1.2.根据命令行参数,配置两个配置类NamesrvConfig、NettyServerConfig
如果命令行有:
- -c +文件路径:则读取该配置文件,然后根据属性merge到NamesrvConfig、NettyServerConfig两个配置类中去
- -p:则仅仅打印一下配置,然后退出
然后验证,必须要有rocketmqHome配置项,可以来源于命令行或者是环境变量
1.3.配置日志
看起来rocketmq是写死了用logback作为日志。
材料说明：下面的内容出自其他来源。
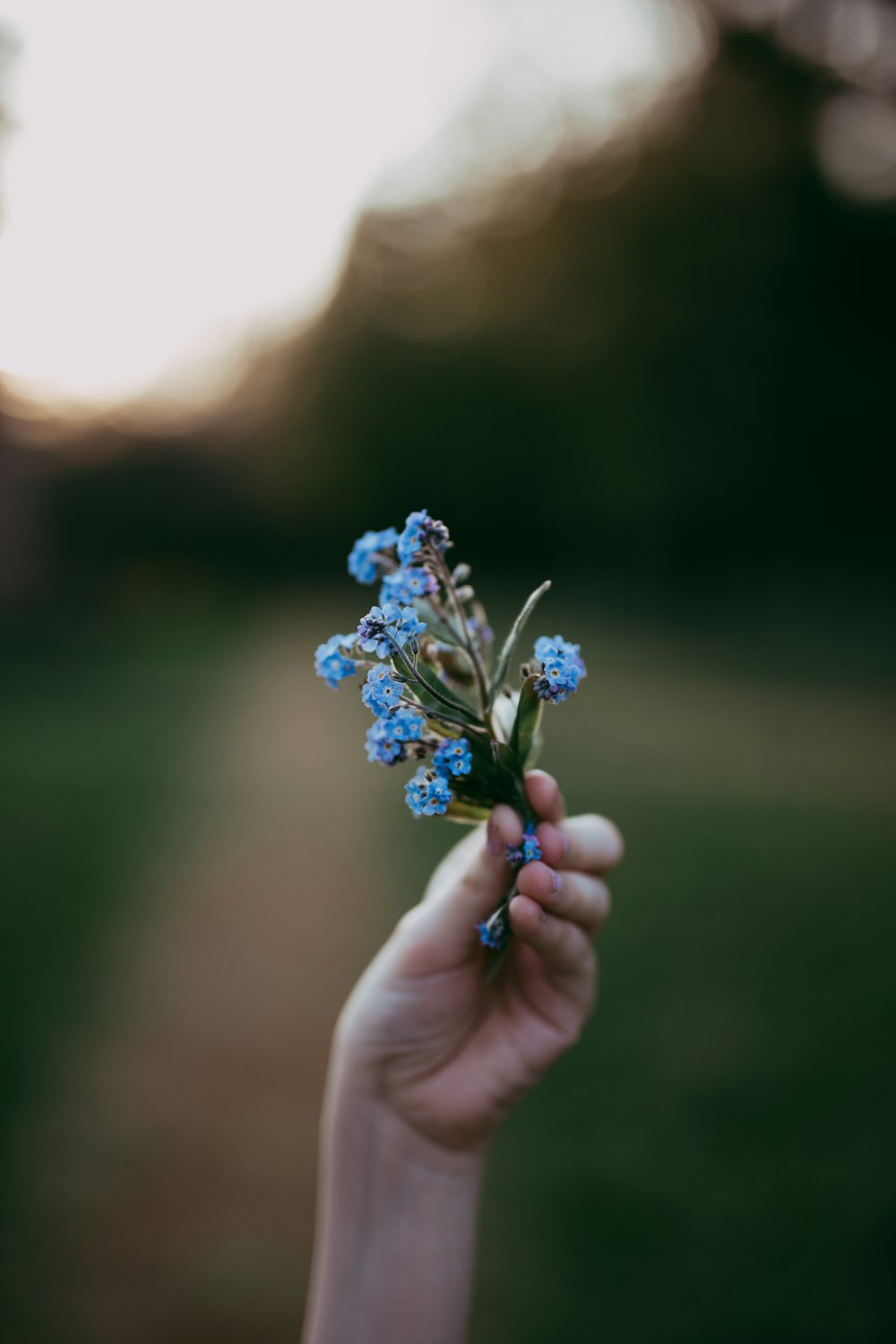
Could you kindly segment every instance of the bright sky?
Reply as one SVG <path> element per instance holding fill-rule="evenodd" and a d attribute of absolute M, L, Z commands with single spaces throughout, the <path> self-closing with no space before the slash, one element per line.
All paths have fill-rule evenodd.
<path fill-rule="evenodd" d="M 528 165 L 570 128 L 604 134 L 623 89 L 699 59 L 682 15 L 670 0 L 0 0 L 20 47 L 0 376 L 75 407 L 214 398 L 253 333 L 325 302 L 363 206 Z"/>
会从rocketmqHome对应的目录底下,加载/conf/logback_namesrv.xml文件作为logback的配置文件,然后初始化内部的日志系统
1.4.NamesrvController的创建
构造函数如下:
public NamesrvController(NamesrvConfig namesrvConfig, NettyServerConfig nettyServerConfig) {
this.namesrvConfig = namesrvConfig;
this.nettyServerConfig = nettyServerConfig;
this.kvConfigManager = new KVConfigManager(this);
this.routeInfoManager = new RouteInfoManager();
this.brokerHousekeepingService = new BrokerHousekeepingService(this);
this.configuration = new Configuration(log,this.namesrvConfig, this.nettyServerConfig);
this.configuration.setStorePathFromConfig(this.namesrvConfig, "configStorePath");
}
2.启动controller
代码如下:
public static NamesrvController start(final NamesrvController controller) throws Exception {
//2.1.初始化NamesrvController
boolean initResult = controller.initialize();
//2.2.注册jvm的hook函数
Runtime.getRuntime().addShutdownHook(new ShutdownHookThread(log, new Callable<Void>() {
@Override
public Void call() throws Exception {
controller.shutdown();
return null;
}
}));
//2.3.启动controller
controller.start();
return controller;
}
2.1.初始化controller
public boolean initialize() {
//加载kv配置
this.kvConfigManager.load();
//1.创建一个Netty服务端对象,注册处理器
this.remotingServer = new NettyRemotingServer(this.nettyServerConfig, this.brokerHousekeepingService);
this.remotingExecutor =
Executors.newFixedThreadPool(nettyServerConfig.getServerWorkerThreads(), new ThreadFactoryImpl("RemotingExecutorThread_"));
this.registerProcessor();
//2.开启两个定时任务,分别用于扫描broker连接是否有效和打印kv配置
this.scheduledExecutorService.scheduleAtFixedRate(new Runnable() {
@Override
public void run() {
NamesrvController.this.routeInfoManager.scanNotActiveBroker();
}
}, 5, 10, TimeUnit.SECONDS);
this.scheduledExecutorService.scheduleAtFixedRate(new Runnable() {
@Override
public void run() {
NamesrvController.this.kvConfigManager.printAllPeriodically();
}
}, 1, 10, TimeUnit.MINUTES);
if (TlsSystemConfig.tlsMode != TlsMode.DISABLED) {
//3.监控ssl文件,如果变化则重新加载
fileWatchService = new FileWatchService(
//...监控文件变化
}
return true;
}
2.1.1.创建Netty服务端对象,然后注册处理器
2.1.2.开启两个定时任务
一个用于每隔10s扫描一次broker,移除失活状态的broker;
一个用于每隔10min打印一次配置项
2.1.3.监控ssl文件,如果变化则重新加载
2.2.注册一个jvm hook函数
这也是一种常见的优雅停机的方式。注册一个jvm hook函数,然后再jvm进程关闭之前,先将线程池啊,占用的资源文件这些释放掉
2.3.启动controller
代码如下:
public void start() throws Exception {
//初始化netty服务器配置,然后启动
this.remotingServer.start();
//检测配置文件的变更
if (this.fileWatchService != null) {
this.fileWatchService.start();
}
}
注册路由信息
注册路由信息的动作,由broker发起,namesrv作为服务器端响应。在namesrv中,所有请求的处理入口都在DefaultRequestProcessor.processRequest()方法中。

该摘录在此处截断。